Even industry professionals - including former BB staff - have noted this publicly online.

6. House Design, Creative Cohesion, and Casting Balance

While the house is understandably constrained by budget and location, several issues consistently come up:
  • Bright, “kindergarten” styling and exposed cameras encourage performance over authenticity. Returning hotheads to being hidden behind mirrors would significantly improve authenticity.
  • Patrons of the theme park rides being visible to housemates undercuts the isolation concept.
  • The show lacks a unified creative identity across graphics, music, titles, and tasks.
  • Casting is strong in diversity but overly weighted toward “blokey” male personalities who quickly dominate dynamics.
Some housemates’ extreme or controversial views have raised questions about casting vetting - and the reliance on casting influencers and/or rejected reality contestants feels at odds with the show’s social-experiment roots.

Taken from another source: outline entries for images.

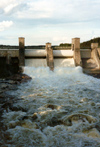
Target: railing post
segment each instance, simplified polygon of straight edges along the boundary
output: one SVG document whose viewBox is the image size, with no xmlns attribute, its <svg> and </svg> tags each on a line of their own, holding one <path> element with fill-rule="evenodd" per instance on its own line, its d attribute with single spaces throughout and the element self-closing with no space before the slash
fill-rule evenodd
<svg viewBox="0 0 100 147">
<path fill-rule="evenodd" d="M 50 70 L 54 70 L 54 61 L 53 61 L 53 49 L 51 47 L 51 43 L 46 43 L 46 59 L 47 66 L 49 66 Z"/>
<path fill-rule="evenodd" d="M 72 49 L 74 50 L 75 66 L 81 66 L 80 38 L 72 38 Z"/>
<path fill-rule="evenodd" d="M 95 60 L 97 67 L 100 69 L 100 59 L 97 48 L 98 48 L 98 43 L 91 43 L 91 58 Z"/>
<path fill-rule="evenodd" d="M 19 66 L 25 66 L 25 38 L 19 37 Z"/>
</svg>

7. The Core Issue: A Bait-and-Switch Between Promise and Reality

The campaign sold a confident, authentic homecoming. The new series feels like a hybrid of Channel 7 and Channel 9 styled reality with a Big Brother wrapper. It’s not that this new direction is inherently bad - it simply doesn’t match what was promised.

8. The Positive: The Show Can Succeed With Small Adjustments

I want to emphasise that there are strong elements:
  • Mel is fantastic. Mike being back is a huge plus.
  • The cast is likeable and interesting.
  • The live feed proves the format still works beautifully.
  • The team is listening to viewer feedback - small improvements in recent episodes are noticeable.
  • The marketing reignited public interest in a way few revivals manage to achieve.
Most of the improvements needed aren’t expensive or cost any money at all. Many are editorial or structural:
  • Allow conversations room to breathe.
  • Trust the cast and the format.
  • Reduce editorial steering and over-scoring.
  • Strengthen Big Brother’s authority and consistency.
  • Give live shows more structure and significance.
  • Unify the creative identity (graphics, the original eye used during most of your promotional material, titles, music, BB persona).
  • Honour the authenticity that the livestream already proves is engaging.
Final Thought

I hope this message is received in the spirit intended: from someone who loves Big Brother, has watched since the beginning, and genuinely wants this revival to thrive.

With a clearer creative vision and a return to the authenticity the campaign so successfully celebrated, Big Brother Australia could easily deliver the homecoming fans were ready to embrace.

Thank you for your time, your work, and for bringing the show back.